An associate at Blue Star Strategies then emailed a memo with minutes of the conference call hosted by the White House to a top Burisma executive, Vadym Pozharskyi, as well as to Joe Biden’s son Hunter and Hunter’s business partner, Devon Archer, both of whom sat on Burisma’s board.

The trip, in December 2015, turned out to be the one during which Biden later bragged about forcing Ukrainian officials to fire a state prosecutor who was investigating Burisma by threatening to withhold a $1 billion US loan guarantee.

The memo, sent shortly after the Dec. 2, 2015, call, also “outlined the trip’s agenda and addressed several questions regarding US policy toward Ukraine.”

Blue Star has said it began working for Burisma and contacting Ukrainian officials on its behalf in November 2015, and an email shows that on Nov. 18, 2015, Pozharskyi sent the Blue Star contract to Hunter Biden, Archer and Eric Schwerin, president of the Rosemont Seneca Partners investment firm. More here.

Ah yes, we did find a FARA filing there for Blue Star Strategies:

Interesting names right? One of them, Sally Painter.

  • Newly released State Department emails from 2016 shed light on an effort by a consultant for Burisma Holdings to set up a meeting with a top State Department official regarding Ukraine. 
  • Hunter Biden served with the consultant, Sally Painter, on the board of the Truman National Security Project. Biden reportedly recommended that Burisma hire Painter’s firm, Blue Star Strategies.
  • Emails show that Painter approached Tony Blinken about Ukraine at a conference for the think tank in June 2016. Blinken is now a top campaign surrogate for Joe Biden.
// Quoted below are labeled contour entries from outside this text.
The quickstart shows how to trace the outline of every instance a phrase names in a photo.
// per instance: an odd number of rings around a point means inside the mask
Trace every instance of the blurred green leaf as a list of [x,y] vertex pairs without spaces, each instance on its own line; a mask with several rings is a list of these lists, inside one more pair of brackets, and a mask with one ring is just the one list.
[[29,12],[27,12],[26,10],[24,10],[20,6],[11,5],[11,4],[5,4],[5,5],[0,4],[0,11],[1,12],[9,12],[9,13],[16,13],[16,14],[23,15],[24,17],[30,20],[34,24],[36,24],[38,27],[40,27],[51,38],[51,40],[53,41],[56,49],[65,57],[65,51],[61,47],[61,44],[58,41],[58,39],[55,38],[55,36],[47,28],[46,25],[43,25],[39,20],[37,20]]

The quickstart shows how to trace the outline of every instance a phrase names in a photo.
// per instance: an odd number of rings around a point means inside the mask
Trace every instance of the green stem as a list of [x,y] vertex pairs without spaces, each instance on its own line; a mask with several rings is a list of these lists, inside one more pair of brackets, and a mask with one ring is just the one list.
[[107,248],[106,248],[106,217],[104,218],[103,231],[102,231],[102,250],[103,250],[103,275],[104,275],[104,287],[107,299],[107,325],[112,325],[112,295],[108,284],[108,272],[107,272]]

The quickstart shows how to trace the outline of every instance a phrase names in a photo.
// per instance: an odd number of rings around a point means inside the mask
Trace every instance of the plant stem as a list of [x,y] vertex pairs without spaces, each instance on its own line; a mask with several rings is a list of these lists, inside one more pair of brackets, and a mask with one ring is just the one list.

Then there is Karen Tramontano. From 1997 to 2001, Ms. Tramontano served in the White House as deputy chief of staff to President William Jefferson Clinton and counselor to Erskine Bowles and John Podesta. Her portfolio encompassed a wide range of issues, including international trade and transatlantic relations as well as economic and financial issues concerning the World Trade Organization, Organization for Economic Cooperation and Development, World Bank, and International Monetary Fund.

Meet the Key Biden Team Players

Out of the Biden campaign’s nearly 700-person volunteer advisory group, eight members work for Facebook, Apple, Google or Amazon, the New York Times reported in August. They include Jessica Hertz who previously worked in the Obama White House and left a top position at Facebook to join the Biden transition team. Then there is Carlos Monje, a former Twitter public policy director that also joined forces with the Biden operation. More here.

There is also the campaign chairperson which is being led by Anita Dunn, a Democratic strategist, married to Robert Bauer, former partner at Perkins Coie and former personal counsel to President Obama and the White House Counsel. Anita Dunn left the Obama White House to later to return to SKDKnickerbocker, an advertising and consulting firm she founded that lobbies for a variety of corporate interests, and where she serves as a partner. As of November, she was still leading the firm. The “D” in the firm’s name refers to Dunn. The first “K” is for Bill Knapp, currently on leave from the company to work for Michael Bloomberg’s campaign.

Ron Klain, Biden’s chief of staff during his time as vice president, isn’t officially on the campaign payroll, the longtime Biden confidant is still one of his closest advisers and is said to know his strengths and weaknesses more than almost anyone. Before working directly for Biden, Klain helped President Bill Clinton shepherd through his judicial nominations and later became Vice President Al Gore’s chief of staff.

Klain also helped lead Hillary Clinton’s debate prep back in 2016, and reprised that role prior to Biden and Trump’s first debate.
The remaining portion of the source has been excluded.